FILE - A bag containing the body of a migrant who died in an unsuccessful crossing of the Mediterranean Sea is seen in the twon of Qarabulli, east of the capital Tripoli, Libya, June 2, 2019.
FILE - A bag containing the body of a migrant who died in an unsuccessful crossing of the Mediterranean Sea is seen in the twon of Qarabulli, east of the capital Tripoli, Libya, June 2, 2019.

The International Organization for Migration reports fatalities from a shipwreck Monday off the coast of the Italian island of Lampedusa has pushed the migrant death toll on the Mediterranean Sea this year to 1071.

The boat, which capsized seven miles from the coast of Lampedusa, reportedly departed from Tunisia with between 50 and 55 people aboard. Some of the 22 survivors of the accident testified passengers included 15 Tunisians, as well as West African migrants.
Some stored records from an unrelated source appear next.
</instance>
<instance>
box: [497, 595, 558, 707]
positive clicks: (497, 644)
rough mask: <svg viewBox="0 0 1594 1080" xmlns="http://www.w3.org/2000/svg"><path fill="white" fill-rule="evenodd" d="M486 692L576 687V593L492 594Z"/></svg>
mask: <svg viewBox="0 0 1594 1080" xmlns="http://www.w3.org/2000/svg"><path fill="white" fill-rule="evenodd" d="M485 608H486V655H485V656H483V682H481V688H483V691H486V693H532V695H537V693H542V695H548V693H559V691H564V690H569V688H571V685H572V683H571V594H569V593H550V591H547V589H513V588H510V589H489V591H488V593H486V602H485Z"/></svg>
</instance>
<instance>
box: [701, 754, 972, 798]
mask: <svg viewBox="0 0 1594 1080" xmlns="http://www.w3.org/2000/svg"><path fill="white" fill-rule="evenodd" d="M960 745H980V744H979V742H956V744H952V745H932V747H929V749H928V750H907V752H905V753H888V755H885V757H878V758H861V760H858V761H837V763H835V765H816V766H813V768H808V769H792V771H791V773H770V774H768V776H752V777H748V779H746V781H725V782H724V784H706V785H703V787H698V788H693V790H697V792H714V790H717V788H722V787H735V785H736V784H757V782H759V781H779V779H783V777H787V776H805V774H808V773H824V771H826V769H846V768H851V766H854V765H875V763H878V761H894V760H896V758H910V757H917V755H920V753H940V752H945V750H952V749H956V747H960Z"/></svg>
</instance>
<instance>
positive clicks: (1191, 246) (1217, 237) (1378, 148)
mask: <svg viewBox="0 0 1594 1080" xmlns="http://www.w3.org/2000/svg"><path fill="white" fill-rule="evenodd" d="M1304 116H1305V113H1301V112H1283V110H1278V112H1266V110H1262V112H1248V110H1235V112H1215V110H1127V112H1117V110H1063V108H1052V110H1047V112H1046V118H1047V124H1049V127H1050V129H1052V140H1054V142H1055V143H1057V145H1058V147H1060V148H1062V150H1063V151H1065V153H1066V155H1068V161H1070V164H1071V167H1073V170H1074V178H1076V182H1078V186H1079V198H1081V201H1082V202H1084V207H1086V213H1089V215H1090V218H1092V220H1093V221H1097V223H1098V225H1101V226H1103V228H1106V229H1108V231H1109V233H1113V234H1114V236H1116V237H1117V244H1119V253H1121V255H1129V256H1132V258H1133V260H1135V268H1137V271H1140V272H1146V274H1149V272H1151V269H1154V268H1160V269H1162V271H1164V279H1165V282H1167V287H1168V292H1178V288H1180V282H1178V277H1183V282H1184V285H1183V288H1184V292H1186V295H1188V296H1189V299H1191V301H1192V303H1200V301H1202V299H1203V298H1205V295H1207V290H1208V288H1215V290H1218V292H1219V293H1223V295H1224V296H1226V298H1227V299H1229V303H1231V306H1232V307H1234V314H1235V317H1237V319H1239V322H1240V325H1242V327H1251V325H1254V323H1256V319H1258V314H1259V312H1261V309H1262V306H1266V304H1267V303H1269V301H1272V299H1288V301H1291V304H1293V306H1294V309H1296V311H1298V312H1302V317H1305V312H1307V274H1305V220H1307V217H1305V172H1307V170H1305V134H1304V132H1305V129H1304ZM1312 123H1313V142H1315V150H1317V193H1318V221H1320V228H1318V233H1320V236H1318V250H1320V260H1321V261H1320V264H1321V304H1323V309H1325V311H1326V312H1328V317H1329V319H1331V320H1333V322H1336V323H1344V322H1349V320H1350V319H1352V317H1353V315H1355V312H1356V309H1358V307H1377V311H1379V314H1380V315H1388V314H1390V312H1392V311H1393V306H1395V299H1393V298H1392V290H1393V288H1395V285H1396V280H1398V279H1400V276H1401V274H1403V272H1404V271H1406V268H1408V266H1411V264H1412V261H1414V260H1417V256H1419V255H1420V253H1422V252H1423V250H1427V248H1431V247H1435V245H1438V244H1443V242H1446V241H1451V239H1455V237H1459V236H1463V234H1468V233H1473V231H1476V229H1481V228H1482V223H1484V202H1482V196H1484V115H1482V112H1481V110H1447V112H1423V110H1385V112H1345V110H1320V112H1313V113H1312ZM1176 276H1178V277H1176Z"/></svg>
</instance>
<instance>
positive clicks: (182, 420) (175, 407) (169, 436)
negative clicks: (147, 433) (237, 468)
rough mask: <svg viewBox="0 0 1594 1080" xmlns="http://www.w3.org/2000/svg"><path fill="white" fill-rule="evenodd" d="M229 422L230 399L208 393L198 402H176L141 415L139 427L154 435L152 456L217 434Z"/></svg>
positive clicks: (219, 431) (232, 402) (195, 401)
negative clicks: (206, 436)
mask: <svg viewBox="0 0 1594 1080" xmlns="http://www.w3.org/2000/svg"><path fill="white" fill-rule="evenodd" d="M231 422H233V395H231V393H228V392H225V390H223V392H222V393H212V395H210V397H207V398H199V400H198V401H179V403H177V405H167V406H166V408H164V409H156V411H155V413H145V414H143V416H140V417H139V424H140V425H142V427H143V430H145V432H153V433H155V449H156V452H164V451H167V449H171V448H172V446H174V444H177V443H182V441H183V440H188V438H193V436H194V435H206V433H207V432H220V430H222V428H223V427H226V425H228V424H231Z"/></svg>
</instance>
Authorities say the Italian Coast Guard has recovered 13 bodies, all of them women, who came from Ivory Coast, Burkina Faso and Guinea. International Organization for Migration spokesman Joel Millman says 17 migrants remain missing, including more women and at least two children. He says the missing are believed to be nationals of Ivory Coast, Cameroon, Guinea Conakry and Tunisia.

“IOM’s Missing Migrants Project reported Monday that these deaths bring to 15,750 the total number of dead, on this particular central Mediterranean route since 1 January 2014. This is approximately 10 times the total lost on the Mediterranean’s eastern corridor linking the Middle East to Greece, and almost the same multiple of all deaths on the western route linking North Africa to Spain,” Millman said.

Weather conditions reportedly were bad when the overloaded vessel, an unseaworthy wooden boat, set sail from Tunisia. U.N. refugee agency spokesman Charlie Yaxley said this tragic loss of life was predictable. He said, once again, people anxious to reach Europe put their lives in the hands of smugglers and traffickers, whose only interest is to make money.

“We cannot continue to allow these criminals to act with impunity and to allow them to prey on people’s misery and desperation by taking peoples’ services under these false promises,” he said.

Yaxley said the UNHCR is calling for a redoubling of efforts to identify those individuals responsible for this carnage and hold them accountable for their actions.